Bikes não poluem, não gastam energia elétrica e aliviam o trânsito – estima-se que numa via por onde passem 450 carros por hora caibam 4.500 pessoas pedalando. As obras de adaptação das ruas à bicicleta são de baixo custo e de manutenção mais simples.
Numa pesquisa feita pelo Ibope em São Paulo em 2007, 34% dos entrevistados declararam que jamais usariam bicicleta no dia-a-dia, mesmo se houvesse incentivos, mas 36% disseram que a construção de ciclovias e bicicletários nos locais de trabalho ajudariam a convencê-los a trocar o carro pela bicicleta nos deslocamentos diários.
Pedalar hoje
As cidades brasileiras ainda não estão adaptadas ao uso diário da bicicleta.

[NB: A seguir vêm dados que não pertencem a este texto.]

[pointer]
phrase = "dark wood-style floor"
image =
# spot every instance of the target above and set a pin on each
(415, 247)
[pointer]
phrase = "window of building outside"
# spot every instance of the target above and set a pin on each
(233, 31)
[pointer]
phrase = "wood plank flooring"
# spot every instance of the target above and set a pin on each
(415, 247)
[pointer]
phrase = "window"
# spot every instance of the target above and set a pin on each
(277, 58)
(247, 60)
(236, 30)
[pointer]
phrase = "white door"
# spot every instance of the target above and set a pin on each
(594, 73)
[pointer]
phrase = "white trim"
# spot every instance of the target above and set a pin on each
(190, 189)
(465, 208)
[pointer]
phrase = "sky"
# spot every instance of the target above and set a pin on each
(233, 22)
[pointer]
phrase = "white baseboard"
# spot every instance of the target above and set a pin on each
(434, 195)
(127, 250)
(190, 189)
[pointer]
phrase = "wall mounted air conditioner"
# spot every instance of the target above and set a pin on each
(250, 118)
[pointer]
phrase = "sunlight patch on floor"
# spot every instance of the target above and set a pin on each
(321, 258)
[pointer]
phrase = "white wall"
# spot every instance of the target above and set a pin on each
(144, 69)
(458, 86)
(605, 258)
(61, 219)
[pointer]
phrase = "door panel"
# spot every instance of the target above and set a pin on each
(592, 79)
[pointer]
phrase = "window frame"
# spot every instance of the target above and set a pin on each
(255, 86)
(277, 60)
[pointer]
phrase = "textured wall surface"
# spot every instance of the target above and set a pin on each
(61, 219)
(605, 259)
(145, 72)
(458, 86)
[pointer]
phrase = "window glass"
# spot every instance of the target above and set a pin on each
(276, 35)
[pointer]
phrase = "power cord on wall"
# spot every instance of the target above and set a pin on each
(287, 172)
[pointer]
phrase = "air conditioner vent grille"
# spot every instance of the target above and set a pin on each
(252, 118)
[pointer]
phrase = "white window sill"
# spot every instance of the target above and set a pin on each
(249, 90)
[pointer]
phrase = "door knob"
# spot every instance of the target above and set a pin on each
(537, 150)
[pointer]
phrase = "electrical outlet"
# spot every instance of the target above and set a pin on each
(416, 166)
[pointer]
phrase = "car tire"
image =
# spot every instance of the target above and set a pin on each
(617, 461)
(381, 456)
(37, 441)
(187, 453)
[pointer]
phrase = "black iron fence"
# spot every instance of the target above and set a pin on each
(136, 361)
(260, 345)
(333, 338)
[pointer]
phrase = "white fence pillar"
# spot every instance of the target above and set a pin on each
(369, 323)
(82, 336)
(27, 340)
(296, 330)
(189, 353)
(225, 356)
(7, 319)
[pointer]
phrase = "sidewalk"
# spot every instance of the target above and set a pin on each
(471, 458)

O trânsito Nas grandes cidades, onde o fluxo de automóveis é intenso, não há lugar para o ciclista na maioria das avenidas e ruas mais movimentadas. Como o motoqueiro, ele usa de jogo de cintura para driblar retrovisores, escapar de fechadas e conquistar o respeito de quem está ao volante.
Buracos e imperfeições na pista – O ciclista trepida em uma pista irregular. E a bicicleta sofre as conseqüências rapidamente.
Falta de sinalização específica – Sem orientação, o ciclista não reconhece o caminho mais seguro. Cruzamentos tornam-se perigosos e caóticos para quem nunca tem a preferencial sinalizada.
Ausência de ciclovia – Sem espaço delimitado para o ciclista, os motoristas acham que a rua não é o lugar dele. E a lei diz que a calçada também não é.
Não há vagas – Sem um local para estacionar protegido da chuva, do sol e de ladrões, cada um conta com a própria sorte.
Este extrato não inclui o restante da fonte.